Set goals. The first step in any journey is identifying your destination, including any stops you plan to make along the way. Identify key objectives such as retirement, college funding, philanthropy objectives, and quality of life. Try to be as quantifiable as possible. Don’t worry too much about feasibility at this stage, as we’ll come back and adjust it later.

Identify your current location. Next, create a personal financial statement that lists all your assets (what you own) and liabilities (what you owe). The difference between assets and liabilities is the current net worth. If you’re just starting out, you can go negative until you build more wealth and pay off your debts.

Make a budget and start working. At first, carefully document everything you’ve spent over the months and write down your fixed expenses to compare with your income. This process will help you understand how much disposable income you have left to save and invest, and what you need to consider prioritizing or removing as needed to meet your goals. Helpful.

Evaluate your debt. Paying off high-interest loans should be your top priority, as excessive debt is often the biggest obstacle to achieving financial stability. Keep paying off your student loans with a special focus on your biggest debts, like credit card balances and consumer loans. Don’t think your student loans will be forgiven. Probably not. Even if you don’t have a comprehensive financial plan, the best thing you can do is get out of debt.

Invest in your retirement life. If your employer sponsors a retirement plan, take the time to understand it and maximize your benefits as much as possible. Defined contribution plans, like the 401(k) plan and her 403(b) plan, impose savings obligations on employees, but often incorporate partial employer matching of contributions. I’m here. Try to donate at least enough to maximize the use of free funds from your employer.

If possible, consider the Roth option, which allows you to withdraw your income tax-free when you retire while making after-tax contributions. Unless retirement is imminent, choosing the Roth option will likely increase your after-tax net worth and will not impose mandatory withdrawals.

If your employer does not have a plan, other options are available, such as a Roth IRA with the same tax benefits.

crisis management. This includes protecting assets from unforeseen dangers and includes life, property, liability and, in some cases, long-term care insurance.

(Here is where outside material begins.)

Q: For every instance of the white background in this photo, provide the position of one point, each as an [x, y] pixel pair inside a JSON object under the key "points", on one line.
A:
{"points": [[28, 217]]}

It also means building an emergency fund to cover unexpected expenses like car repairs, medical bills, and long-term unemployment. Aim for 3 to 6 months of living expenses.

tax planning. Instead of rushing into TurboTax once a year, tax planning should be incorporated into financial planning to inform investment decisions throughout the year. It also includes recovering losses during year-end portfolio rebalancing and guides decisions about whether to hold certain assets in taxable or retirement accounts.

real estate plan. Complex family situations can require complex strategies, but even young individuals and families need to have up-to-date inheritance planning. At a minimum, it should contain an up-to-date will, but should also incorporate powers of attorney for medical and financial decisions in the event of incapacity. Do not ignore this point until it is too late.

Luckily, there are many online resources to help you get started. Nerdwallet.com is a financial resource with many built-in tools for budgeting, retirement estimates, mortgage and car loan evaluations, and debt management advice.

Government sites such as MyMoney.gov, Consumerfinance.gov, and Investor.gov offer financial education, calculators, and fraud protection advice.

Most financial services companies such as banks and brokerage firms also offer a range of planning tools and education. The American Institute of CPAs also runs a very useful website, 360 Degrees of Financial Literacy (360financialliteracy.org), which offers dozens of calculators and planning tools to help you get started.

Most families would benefit from qualified professional advice at some point. But having no plan at all is the recipe for failure. There are many steps you can take to get yourself started on the right path. The great philosopher Yogi Berra once said: “If you don’t know where you’re going, you’ll end up somewhere else.”

Christopher A. Hopkins is a certified financial analyst and co-founder of Apogee Wealth Partners.